Deep priors have emerged as potent methods in hyperspectral image (HSI) reconstruction. While most methods emphasize space-domain learning using image space priors like non-local similarity, frequency-domain learning using image frequency priors remains neglected, limiting the reconstruction capability of networks. In this paper, we first propose a Hyperspectral Frequency Correlation (HFC) prior rooted in in-depth statistical frequency analyses of existent HSI datasets. Leveraging the HFC prior, we subsequently establish the frequency domain learning composed of a Spectral-wise self-Attention of Frequency (SAF) and a Spectral-spatial Interaction of Frequency (SIF) targeting low-frequency and high-frequency components, respectively. The outputs of SAF and SIF are adaptively merged by a learnable gating filter, thus achieving a thorough exploitation of image frequency priors. Integrating the frequency domain learning and the existing space domain learning, we finally develop the Correlation-driven Mixing Domains Transformer (CMDT) for HSI reconstruction. Extensive experiments highlight that our method surpasses various state-of-the-art (SOTA) methods in reconstruction quality and computational efficiency.

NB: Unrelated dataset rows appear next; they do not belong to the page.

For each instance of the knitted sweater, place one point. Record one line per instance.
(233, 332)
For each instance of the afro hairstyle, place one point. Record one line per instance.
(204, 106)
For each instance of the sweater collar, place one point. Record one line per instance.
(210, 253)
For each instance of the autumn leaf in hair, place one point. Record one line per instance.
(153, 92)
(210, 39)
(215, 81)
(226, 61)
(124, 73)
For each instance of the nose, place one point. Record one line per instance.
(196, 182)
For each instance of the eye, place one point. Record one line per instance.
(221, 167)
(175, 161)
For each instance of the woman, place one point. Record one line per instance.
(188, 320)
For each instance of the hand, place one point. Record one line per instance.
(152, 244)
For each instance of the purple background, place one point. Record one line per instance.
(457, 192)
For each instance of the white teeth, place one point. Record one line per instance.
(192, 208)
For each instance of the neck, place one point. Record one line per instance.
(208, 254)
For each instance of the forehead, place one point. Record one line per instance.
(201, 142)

翻译：深度先验已成为高光谱图像（HSI）重建中的有效方法。尽管大多数方法强调利用图像空间先验（如非局部相似性）进行空间域学习，但利用图像频率先验的频率域学习仍被忽视，这限制了网络的重建能力。本文首先基于对现有HSI数据集的深入统计频率分析，提出了一种高光谱频率相关性（HFC）先验。利用HFC先验，我们随后构建了频率域学习，该学习由分别针对低频和高频分量的谱向频率自注意力（SAF）和谱-空频率交互（SIF）组成。SAF和SIF的输出通过一个可学习的门控滤波器自适应融合，从而实现对图像频率先验的充分利用。通过整合频率域学习与现有的空间域学习，我们最终开发了用于HSI重建的相关性驱动混合域Transformer（CMDT）。大量实验表明，我们的方法在重建质量和计算效率上均超越了多种最先进的（SOTA）方法。